YOU’RE A TREE – SO WHERE ARE YOU FROM?
My kindergarten teacher was a kindly soul: one day, she dressed me up as a tree, with brown trousers, a dark-green felt hat on my head and, if I remember, she also put green greasepaint on my face. The reason was that I had a part to play in Snow White: I was a fir tree.
There I stood, eyeing up the dwarfs and, of course, the pretty girl playing Snow White; but what else could I have been other than a fir tree, given that I spoke not a word of German, but ‘only’ Hungarian. My teacher was trying to integrate me into the play, as we would say today, but what about me? I felt humiliated by my costume, embarrassed because I couldn’t say anything, ashamed that all I could do was stand there, for what seemed at the time like an eternity. But what I did realise was that I was not the same as Snow White and the dwarfs. I can’t remember if there were other trees, just that I was a tree, and that this story, which is now almost no more than a jokey little anecdote, is my first memory of feeling excluded, and that, ironically, that sense of exclusion arose from the action of a teacher, who I am sure was trying to achieve the exact opposite.

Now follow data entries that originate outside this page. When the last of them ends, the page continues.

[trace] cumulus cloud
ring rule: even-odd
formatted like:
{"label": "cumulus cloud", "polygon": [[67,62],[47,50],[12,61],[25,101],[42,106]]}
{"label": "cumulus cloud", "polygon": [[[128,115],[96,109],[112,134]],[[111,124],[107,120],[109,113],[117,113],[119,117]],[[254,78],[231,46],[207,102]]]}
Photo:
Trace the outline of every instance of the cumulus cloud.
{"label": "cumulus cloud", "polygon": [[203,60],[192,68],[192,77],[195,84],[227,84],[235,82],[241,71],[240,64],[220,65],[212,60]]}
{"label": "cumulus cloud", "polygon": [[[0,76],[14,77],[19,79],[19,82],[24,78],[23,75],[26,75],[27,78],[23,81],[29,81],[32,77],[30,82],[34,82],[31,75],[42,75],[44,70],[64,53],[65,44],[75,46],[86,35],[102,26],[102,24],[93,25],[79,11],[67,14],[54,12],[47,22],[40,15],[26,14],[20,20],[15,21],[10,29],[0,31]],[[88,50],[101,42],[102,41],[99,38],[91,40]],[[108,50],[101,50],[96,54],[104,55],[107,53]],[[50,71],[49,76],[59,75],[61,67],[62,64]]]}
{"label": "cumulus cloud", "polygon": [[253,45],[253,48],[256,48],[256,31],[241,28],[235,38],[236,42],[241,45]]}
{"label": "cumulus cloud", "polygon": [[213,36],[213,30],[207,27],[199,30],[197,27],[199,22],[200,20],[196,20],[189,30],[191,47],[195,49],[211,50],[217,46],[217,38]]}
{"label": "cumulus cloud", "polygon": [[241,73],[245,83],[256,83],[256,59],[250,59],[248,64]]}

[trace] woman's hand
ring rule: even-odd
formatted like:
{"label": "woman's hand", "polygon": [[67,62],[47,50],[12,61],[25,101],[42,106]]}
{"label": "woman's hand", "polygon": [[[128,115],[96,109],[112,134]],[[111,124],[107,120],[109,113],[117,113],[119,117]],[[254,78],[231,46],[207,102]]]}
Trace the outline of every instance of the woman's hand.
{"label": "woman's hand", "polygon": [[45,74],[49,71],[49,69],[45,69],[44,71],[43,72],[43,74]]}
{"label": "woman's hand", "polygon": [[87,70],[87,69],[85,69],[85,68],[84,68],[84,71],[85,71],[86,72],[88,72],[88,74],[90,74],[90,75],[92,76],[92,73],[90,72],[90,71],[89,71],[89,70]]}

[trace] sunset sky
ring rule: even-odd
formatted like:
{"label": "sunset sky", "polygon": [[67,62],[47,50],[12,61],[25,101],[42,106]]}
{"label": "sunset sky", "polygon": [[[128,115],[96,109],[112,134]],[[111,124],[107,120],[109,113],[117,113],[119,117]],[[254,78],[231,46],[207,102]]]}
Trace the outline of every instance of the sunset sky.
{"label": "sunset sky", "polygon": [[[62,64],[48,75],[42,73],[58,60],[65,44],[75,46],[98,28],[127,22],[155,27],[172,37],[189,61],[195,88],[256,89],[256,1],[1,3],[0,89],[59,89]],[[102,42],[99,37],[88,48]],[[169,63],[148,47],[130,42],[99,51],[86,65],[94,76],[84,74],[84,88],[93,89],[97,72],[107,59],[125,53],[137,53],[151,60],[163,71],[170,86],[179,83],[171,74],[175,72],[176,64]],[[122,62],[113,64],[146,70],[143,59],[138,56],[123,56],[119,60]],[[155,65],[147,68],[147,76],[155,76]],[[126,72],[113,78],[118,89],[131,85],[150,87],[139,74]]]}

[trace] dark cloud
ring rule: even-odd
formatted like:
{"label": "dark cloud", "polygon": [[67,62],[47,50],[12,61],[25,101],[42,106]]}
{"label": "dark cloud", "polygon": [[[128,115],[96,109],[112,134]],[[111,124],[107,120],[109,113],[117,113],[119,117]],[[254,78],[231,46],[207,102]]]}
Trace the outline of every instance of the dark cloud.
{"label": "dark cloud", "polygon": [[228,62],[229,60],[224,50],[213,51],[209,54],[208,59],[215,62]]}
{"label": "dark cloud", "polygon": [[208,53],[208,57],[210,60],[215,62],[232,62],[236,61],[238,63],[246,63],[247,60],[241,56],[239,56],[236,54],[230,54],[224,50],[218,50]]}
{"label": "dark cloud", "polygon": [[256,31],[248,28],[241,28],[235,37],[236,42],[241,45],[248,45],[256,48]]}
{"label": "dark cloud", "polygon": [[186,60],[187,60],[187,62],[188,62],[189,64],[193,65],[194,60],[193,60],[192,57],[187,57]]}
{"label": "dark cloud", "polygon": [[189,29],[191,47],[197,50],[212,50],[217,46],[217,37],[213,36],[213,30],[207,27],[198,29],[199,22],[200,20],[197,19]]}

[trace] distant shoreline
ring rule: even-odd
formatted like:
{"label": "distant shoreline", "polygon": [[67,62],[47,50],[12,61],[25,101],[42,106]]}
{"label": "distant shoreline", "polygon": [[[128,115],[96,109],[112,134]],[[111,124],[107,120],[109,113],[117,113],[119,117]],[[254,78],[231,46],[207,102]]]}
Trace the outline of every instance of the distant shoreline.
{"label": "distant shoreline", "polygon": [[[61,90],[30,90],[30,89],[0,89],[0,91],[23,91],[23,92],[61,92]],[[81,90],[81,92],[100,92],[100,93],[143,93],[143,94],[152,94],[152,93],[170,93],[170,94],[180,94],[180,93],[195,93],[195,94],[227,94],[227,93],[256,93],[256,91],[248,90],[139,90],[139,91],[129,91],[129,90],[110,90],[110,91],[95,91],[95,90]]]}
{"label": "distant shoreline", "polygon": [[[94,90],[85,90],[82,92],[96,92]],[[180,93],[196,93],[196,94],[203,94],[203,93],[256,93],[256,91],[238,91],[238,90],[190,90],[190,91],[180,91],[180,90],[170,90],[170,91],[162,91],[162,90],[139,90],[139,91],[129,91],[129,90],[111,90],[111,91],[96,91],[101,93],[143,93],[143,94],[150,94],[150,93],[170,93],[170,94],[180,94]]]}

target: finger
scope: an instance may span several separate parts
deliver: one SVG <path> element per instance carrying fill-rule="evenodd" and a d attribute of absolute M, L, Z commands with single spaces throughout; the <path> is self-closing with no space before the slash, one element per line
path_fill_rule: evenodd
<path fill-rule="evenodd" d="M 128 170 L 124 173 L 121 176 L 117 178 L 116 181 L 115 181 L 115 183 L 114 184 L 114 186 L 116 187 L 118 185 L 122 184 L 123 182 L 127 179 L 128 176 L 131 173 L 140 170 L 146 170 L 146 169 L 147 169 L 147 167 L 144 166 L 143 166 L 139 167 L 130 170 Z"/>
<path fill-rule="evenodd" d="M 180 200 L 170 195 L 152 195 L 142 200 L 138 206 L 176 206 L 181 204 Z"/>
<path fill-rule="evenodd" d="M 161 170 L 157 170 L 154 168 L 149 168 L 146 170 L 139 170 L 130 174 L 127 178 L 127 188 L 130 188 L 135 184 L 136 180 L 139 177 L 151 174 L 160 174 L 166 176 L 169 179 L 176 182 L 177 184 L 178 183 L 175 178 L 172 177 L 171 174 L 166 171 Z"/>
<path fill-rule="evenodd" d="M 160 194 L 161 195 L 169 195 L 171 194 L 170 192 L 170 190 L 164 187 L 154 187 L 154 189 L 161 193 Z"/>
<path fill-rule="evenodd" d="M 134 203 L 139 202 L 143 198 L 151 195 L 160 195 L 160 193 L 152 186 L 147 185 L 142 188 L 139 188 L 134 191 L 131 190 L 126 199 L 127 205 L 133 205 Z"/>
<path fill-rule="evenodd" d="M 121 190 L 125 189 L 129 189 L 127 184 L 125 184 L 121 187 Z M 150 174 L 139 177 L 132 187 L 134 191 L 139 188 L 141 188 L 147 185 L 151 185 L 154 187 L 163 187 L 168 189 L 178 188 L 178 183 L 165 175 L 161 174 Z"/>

I’m pretty sure that when I was five years old, I had just one burning desire, and that was to be the same as everyone else. I didn’t have to be Snow White, but if I could at least be a dwarf? Moreover, in no way was I going to be seen in a white blouse with an embroidered collar and sleeves. So I refused to wear traditional folk costume, not just because the other children didn’t wear clothes like that (and I may have realised this already in kindergarten, even though wearing the ‘right’ and ‘wrong’ clothes wasn’t yet a factor in our juvenile rule book), but also because I could see just how much that outfit meant to my parents.
Back then, I could not have put this into words, but even so, I knew very well that there was hardly any distinction between being cast as a tree and a Hungarian peasant girl: both were the result of an effort to make ‘something’ out of me that I didn’t want to be. Perhaps that was why, when I celebrated my first Fasching carnival in Switzerland, it made me uneasy. So I made up my own costume: I stuffed a huge cushion under a long, red gown, put a crown on my head and disguised myself as an old woman with a feather duster. And when my mother asked me who I was meant to be, I just shrugged.
Later on, questions like ‘where are you from?’ had a similar, alienating effect on me. The question was usually the result of someone seeing my name written down, or when I had to tell someone my surname. That such questions about name or origin are just the beginning of an interrogation was something I learned after reading Elias Canetti’s Crowds and Power – and I often saw the astonishment on people’s faces when I had revealed where I came from: from Yugoslavia?
When I finally began to be more precise about my origins, that I in fact came from the Voivodina, and that this area, which was known as the breadbasket of Serbia, was populated by a whole raft of different ethnic groups, including Serbs, Slovaks, Croats, Ruthenes, Romanians, Bunjevci, Šokci, Sinti, Roma, Germans, Bulgars, as well as Hungarians, which was my family’s nationality; when I uttered the key words ‘Hungary’ and ‘Hungarian mother tongue’, I would see my interlocutor’s expression relax as they recognised my broad cheekbones, assumed there was fire in my blood, talked animatedly about the puszta – the Hungarian steppe – charmingly but pointedly ignoring the fact that I knew nothing about the puszta nor indeed about the thermal baths in Budapest, and were deaf to my explanation that the Communist regime in Hungary was hardly comparable to the socialist regime in Yugoslavia.
My point is this: asking someone which country they come from is very often a paternalistic act. The one asking the question is pigeonholing the one answering, assigning them to that country, so that there’s no room for detailed distinctions, complex ideas are simplified, and a trigger word is enough to confirm their preconceptions. If I answered the question ‘where are you from?’ with ‘from Zurich, District 4’, they’d usually laugh and retort, ‘OK, but where do you originally come from?’
Originally I came from a tiny, white house with a loft, an inside courtyard, a henhouse and a pigsty, a dung heap and a garden. My origins are closely and inextricably bound up with my grandmother, and when I went to join my parents in Switzerland, I didn’t leave Serbia or my village, Zenta, I left my grandmother, her house and her way of life. That’s the correct answer to the question as to where I came from originally.
By Melinda Nadj Abonji
Translated by Max Easterman
Melinda Nadj Abonji was born in Becsej, Serbia. She and her family moved to Switzerland at the beginning of the 1970s. She lives in Zürich, where she works as a writer and musician. In 2010, her novel Tauben fliegen auf (‘Fly Away, Pigeon’) won both the German and Swiss Book Prizes.
Max Easterman is a journalist – he spent 25 years as a senior broadcaster with the BBC – university lecturer, translator, media trainer with ‘Sounds Right’, jazz musician and writer.